Without further ado, the next two weeks of posts will comprise of five point lists that, in no particular order, outline some general knowledge necessary:

1. An Aristocrat should be able to locate three constellations in the winter and summer skies.

2. An Aristocrat should know how to find a book in the library using the dewey decimal system.

3. An Aristocrat should know how to change a bike tire.

4. An Aristocrat should know how to properly address an envelope.

5. An Aristocrat should know how to play chess- even if she doesn't care for it.


  1. Ohh, I almost qualify! I have never bothered with the tire changing, not on a bike anyway but I do know how to change tires on a car! ;D I know my way around the stars and constellations, and I'm a librarian so Dewey holds no mysteries for me! My mother is an avid letter writer and her father was an avid chess player so I got those two with the mothers milk so to speak... ;)

    1. Hahaha. No, I think you do! If a car is your main mode of transportation, knowing how to change a car tire is the same as changing a bicycle tire for me. But if you are interested in the theory behind bike tires, it's really easy. Here's a youtube video: http://www.youtube.com/watch?v=qm-SvNPFR4E (wish I knew how to do links in comments).

      For all the rest, brilliant! I'm rather terrible at chess, but I enjoy playing and am a big letter writer myself. You have a cool family.

    2. Bike was my primary mode of transportation when I lived in Sweden for my studies but both of the times I got a flat tire there it happened right outside a really cheap bike repair shop so lazy me had them do the dirty work! Done in an hour, cost barely anything and the library was next door... ;)

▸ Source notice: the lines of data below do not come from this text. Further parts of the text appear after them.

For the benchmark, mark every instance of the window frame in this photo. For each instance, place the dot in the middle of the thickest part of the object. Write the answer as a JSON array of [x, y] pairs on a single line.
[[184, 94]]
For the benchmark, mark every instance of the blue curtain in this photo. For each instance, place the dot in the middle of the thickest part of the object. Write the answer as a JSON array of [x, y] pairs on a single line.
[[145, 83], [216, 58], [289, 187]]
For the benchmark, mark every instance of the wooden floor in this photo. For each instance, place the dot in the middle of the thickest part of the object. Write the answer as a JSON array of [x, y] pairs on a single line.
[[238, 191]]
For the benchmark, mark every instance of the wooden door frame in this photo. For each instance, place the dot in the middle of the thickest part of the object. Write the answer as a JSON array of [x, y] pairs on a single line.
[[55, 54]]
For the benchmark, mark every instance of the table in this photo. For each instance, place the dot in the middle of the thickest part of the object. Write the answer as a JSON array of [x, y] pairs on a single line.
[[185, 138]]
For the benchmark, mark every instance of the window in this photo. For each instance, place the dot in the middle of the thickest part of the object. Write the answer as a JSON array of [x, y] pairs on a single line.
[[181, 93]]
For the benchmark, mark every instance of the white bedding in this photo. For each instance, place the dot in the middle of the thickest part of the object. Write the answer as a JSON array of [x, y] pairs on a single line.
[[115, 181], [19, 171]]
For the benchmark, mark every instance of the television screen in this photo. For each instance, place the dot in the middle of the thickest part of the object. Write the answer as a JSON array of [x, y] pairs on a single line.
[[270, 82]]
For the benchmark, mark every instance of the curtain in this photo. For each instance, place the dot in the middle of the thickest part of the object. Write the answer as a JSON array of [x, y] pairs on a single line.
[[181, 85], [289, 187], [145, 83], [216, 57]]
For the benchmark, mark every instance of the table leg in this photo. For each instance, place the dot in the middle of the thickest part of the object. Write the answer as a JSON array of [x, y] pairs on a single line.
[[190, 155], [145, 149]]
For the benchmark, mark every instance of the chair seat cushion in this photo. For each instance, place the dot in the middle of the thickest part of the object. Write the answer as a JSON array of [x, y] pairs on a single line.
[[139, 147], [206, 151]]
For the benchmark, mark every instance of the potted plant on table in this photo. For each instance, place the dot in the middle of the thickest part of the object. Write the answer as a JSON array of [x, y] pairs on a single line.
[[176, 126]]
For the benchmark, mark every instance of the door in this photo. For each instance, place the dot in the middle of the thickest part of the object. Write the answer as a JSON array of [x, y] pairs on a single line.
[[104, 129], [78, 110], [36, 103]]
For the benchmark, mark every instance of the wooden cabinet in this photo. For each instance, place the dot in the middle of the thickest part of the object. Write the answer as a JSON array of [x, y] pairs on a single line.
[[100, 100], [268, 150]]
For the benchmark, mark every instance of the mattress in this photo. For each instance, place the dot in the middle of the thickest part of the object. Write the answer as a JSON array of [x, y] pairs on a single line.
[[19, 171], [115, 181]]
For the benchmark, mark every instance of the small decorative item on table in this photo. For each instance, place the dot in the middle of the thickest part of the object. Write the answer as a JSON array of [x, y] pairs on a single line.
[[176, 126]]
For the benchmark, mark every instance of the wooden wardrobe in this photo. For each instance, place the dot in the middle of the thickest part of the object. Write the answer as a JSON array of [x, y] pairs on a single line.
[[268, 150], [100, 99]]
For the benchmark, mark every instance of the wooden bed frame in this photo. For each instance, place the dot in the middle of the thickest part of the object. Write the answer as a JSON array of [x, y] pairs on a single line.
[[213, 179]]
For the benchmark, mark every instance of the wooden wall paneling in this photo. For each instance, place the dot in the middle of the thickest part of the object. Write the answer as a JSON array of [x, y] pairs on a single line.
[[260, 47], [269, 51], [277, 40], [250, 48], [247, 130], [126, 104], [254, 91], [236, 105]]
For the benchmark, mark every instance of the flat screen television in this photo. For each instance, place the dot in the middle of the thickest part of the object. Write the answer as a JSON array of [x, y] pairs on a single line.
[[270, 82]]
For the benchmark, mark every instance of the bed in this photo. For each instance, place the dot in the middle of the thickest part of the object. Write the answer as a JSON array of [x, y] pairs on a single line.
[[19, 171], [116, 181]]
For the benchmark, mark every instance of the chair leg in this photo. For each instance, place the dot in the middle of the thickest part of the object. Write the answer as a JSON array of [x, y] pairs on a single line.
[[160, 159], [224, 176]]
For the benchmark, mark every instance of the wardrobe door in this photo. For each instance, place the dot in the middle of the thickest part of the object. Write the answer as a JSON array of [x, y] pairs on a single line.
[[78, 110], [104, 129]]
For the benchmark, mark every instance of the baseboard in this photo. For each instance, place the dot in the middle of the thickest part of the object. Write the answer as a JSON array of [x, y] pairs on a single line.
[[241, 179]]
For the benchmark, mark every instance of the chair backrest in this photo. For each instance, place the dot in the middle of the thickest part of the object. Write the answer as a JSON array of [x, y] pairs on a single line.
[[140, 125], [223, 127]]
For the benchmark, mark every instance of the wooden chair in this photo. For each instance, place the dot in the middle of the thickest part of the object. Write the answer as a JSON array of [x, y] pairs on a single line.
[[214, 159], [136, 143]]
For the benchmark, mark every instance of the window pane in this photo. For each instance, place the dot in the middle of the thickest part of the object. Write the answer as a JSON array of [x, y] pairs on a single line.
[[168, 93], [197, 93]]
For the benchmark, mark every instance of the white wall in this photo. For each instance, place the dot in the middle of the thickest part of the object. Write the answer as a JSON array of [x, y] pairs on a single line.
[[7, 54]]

      I suck at chess because I hate planning ahead, but I beat my mother and my little brother anyway!

    3. What wonderful luck! Unfortunately the nearest bike store is about a mile or more away from my usual route and expensive. But I like getting my hands dirty- so mucking about with tires, tubes and the lot is more fun than work.

      Agreed. I can't see more than a move or two ahead. It's enough to beat my dad, but no one else. I eventually end up getting fed up and moving pieces wildly without thought.

  2. I cannot change a bike tire, but I can mend knitted items. And I prefer Pente to Chess (and Chess to Go).

    1. My grandfather actually just taught me to darn knitted socks this past Christmas, but I don't know how to mend a knitted item. You should do a quick tutorial on your blog!

      There are some very good video's on youtube about changing a bike tire. It can take people five minutes or less. Knowing the general theory, even if you don't usually ride a bike, is a good idea- just in case you find yourself pedaling through the countryside for a picnic and the tire blows out.

      I have never played Pente, though I must agree with your ranking of Chess to Go. I am just not a good enough strategist yet to grasp the nuances and delight of that enigmatic game.